Florence stood briskly and spanked her hands. “First off, this president borrowed hardly anything. He inherited the debt from other presidents, who couldn’t stop rescuing jerkwater countries that only ended up hating us for our helping hand. Also, most of that money is from the Chinese, who are big cheats, and the real boomerpoops, since they almost certainly knocked out our whole country’s internet five years ago. Fuck them.”

“Nobody caught them. Nobody came up with any proof.”

“That makes the operation even nastier. Not owning up? But you’d have to be an idiota not to know who did it.” Florence caught herself. “Sorry, I didn’t mean you’re stupid.”

“But the Chinese won’t like this. If they could take out the internet before, they could do it again.”

“No, they can’t. All former vulnerabilities have been secured.” Florence was uncomfortably aware of reciting this received wisdom with a slight singsong.

“That’s what people say. That doesn’t mean it’s true.”

“Willing, I’ve no idea how you got to be such a cynic by the age of thirteen.”

He glowered. “They could do worse than knock out the internet.”

“Stop it. You’re letting your imagination run away with you. The point is, none of what you told me the president announced on TV has anything to do with us, okay?”

“Everything has to do with everything else,” he announced grimly.

“Where did you get that?”

“From the universe.”

“Jesus, my son’s become a mystic. Lighten up. Let’s have some ice cream.”

Given that he was eternally free to watch the other two-thousand-some channels streamed en español, Florence knew better than to believe that Esteban was watching the second delivery of the address in Spanish to “maintain his fluency.” Still jubilant over Dante Alvarado’s narrow victory in 2028, he was basking. During this first honeymoon year, for hardcore supporters like Esteban, America’s first Lat president could do no wrong.

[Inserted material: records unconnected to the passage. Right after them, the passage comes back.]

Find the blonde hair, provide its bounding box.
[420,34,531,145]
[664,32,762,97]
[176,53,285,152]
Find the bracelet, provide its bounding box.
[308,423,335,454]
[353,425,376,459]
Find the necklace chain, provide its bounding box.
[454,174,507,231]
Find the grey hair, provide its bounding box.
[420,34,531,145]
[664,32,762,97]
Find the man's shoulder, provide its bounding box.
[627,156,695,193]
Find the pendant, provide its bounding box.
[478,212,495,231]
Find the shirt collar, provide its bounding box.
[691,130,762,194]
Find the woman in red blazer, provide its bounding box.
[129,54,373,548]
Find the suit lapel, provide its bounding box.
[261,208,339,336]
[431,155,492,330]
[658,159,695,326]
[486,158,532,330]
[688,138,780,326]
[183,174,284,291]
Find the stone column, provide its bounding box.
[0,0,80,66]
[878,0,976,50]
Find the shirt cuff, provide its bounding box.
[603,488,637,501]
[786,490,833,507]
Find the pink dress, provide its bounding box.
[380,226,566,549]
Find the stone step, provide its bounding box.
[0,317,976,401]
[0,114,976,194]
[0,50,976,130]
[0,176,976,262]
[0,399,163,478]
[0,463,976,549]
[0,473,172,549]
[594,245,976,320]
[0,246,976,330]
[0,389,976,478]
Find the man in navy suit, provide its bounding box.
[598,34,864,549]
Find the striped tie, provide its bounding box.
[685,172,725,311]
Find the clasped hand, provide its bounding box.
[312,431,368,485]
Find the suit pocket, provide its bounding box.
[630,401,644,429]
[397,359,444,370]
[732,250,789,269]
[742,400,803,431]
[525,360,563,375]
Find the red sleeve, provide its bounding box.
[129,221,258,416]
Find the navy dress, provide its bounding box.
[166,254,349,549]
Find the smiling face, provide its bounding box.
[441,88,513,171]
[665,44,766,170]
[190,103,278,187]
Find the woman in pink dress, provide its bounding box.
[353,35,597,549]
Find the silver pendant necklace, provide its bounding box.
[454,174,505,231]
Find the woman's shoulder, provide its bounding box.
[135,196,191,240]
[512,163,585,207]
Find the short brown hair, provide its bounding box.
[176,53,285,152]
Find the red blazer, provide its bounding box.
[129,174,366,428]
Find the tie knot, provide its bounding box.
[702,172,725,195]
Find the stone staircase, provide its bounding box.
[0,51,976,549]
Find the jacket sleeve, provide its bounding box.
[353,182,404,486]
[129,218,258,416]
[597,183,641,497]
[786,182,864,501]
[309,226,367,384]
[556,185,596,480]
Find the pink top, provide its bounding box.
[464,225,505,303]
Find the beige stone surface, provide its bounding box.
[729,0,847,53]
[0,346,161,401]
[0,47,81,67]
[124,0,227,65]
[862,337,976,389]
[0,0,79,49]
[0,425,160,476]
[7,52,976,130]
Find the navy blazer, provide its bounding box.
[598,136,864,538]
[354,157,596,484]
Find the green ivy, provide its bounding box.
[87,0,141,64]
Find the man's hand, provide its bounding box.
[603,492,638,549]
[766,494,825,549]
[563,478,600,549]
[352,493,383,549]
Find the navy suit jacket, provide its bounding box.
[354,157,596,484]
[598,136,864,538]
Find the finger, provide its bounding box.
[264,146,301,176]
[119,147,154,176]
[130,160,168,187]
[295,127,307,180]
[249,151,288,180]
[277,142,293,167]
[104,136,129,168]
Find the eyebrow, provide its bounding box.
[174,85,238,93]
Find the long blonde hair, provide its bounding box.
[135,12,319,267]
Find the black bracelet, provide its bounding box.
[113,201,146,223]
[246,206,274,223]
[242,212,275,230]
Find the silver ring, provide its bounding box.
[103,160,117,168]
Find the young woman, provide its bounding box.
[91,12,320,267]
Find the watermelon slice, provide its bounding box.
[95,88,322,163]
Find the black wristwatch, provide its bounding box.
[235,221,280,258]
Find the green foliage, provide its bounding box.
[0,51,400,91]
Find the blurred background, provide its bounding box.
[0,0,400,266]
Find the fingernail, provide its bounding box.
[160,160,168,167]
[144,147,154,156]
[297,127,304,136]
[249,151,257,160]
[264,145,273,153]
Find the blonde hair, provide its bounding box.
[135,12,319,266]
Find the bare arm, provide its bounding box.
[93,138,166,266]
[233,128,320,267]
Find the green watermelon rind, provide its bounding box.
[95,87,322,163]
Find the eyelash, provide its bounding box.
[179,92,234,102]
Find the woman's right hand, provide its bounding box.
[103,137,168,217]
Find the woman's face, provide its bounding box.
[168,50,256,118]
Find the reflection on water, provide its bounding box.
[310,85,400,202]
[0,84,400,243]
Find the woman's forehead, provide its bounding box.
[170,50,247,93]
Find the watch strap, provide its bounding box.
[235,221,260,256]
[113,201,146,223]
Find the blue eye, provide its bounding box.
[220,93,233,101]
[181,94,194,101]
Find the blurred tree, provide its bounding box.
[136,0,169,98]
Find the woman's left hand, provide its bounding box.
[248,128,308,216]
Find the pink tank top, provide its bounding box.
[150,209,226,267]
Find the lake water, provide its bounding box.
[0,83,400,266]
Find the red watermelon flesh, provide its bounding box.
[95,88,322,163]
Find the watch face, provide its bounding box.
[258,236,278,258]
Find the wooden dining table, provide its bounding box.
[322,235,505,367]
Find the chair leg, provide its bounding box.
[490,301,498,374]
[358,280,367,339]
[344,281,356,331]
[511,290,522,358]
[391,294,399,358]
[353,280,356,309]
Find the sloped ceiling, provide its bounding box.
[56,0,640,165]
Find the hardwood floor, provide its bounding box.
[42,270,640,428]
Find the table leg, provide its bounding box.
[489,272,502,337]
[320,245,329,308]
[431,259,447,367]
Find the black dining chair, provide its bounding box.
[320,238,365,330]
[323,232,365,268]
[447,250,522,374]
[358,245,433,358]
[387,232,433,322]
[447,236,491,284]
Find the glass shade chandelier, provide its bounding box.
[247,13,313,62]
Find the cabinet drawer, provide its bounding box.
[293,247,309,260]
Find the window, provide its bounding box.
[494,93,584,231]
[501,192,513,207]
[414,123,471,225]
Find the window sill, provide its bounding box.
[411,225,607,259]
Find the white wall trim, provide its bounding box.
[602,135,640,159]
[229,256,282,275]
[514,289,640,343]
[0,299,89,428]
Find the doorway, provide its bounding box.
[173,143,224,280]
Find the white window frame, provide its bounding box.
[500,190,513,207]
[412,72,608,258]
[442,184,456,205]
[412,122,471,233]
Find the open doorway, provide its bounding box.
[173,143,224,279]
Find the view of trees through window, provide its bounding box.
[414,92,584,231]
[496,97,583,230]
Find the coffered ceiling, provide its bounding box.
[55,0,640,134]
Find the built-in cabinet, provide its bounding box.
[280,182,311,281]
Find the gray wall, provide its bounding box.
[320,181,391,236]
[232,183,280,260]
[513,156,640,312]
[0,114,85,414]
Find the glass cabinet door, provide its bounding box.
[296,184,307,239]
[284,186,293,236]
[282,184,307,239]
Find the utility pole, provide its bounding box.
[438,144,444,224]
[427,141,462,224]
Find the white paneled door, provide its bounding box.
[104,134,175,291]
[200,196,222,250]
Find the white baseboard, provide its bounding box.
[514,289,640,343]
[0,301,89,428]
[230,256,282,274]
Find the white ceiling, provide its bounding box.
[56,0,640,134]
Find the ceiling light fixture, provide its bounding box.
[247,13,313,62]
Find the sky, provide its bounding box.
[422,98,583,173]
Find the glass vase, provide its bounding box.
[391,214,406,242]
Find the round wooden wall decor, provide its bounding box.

The other slightly-less-than-half of the country was if anything more sullen than in 2008, but also more prone to keep their mouths shut. This time around, no dyspeptic “birthers” could object that the Democrat was born outside the country. Its passage greatly assisted by Arnold Schwarzenegger’s failed bid for 2024, the Twenty-Eighth Amendment nullified the arcane constitutional requirement that presidents be born on American soil. (Florence wasn’t the only one who attributed the Terminator’s surprise defeat to the eleventh-hour incumbency gimmick of nominating Judith Sheindlin—a.k.a. “Judge Judy”—to the Supreme Court. The Court’s sessions had been livelier since, and shorter.) Dante Alvarado being unabashedly born in Oaxaca had helped to get him elected. The fact that many DC press conferences and congressional debates were now conducted in Spanish was an enduring source of pride for Esteban’s community. Although some Democrats regarded Alvarado’s decision to deliver his inaugural address in January exclusively in his native language as gratuitously provocative, Florence didn’t care. The broadcast of that soaring, historic speech on the Washington Mall had provided a welcome opportunity to brush up on her own Spanish.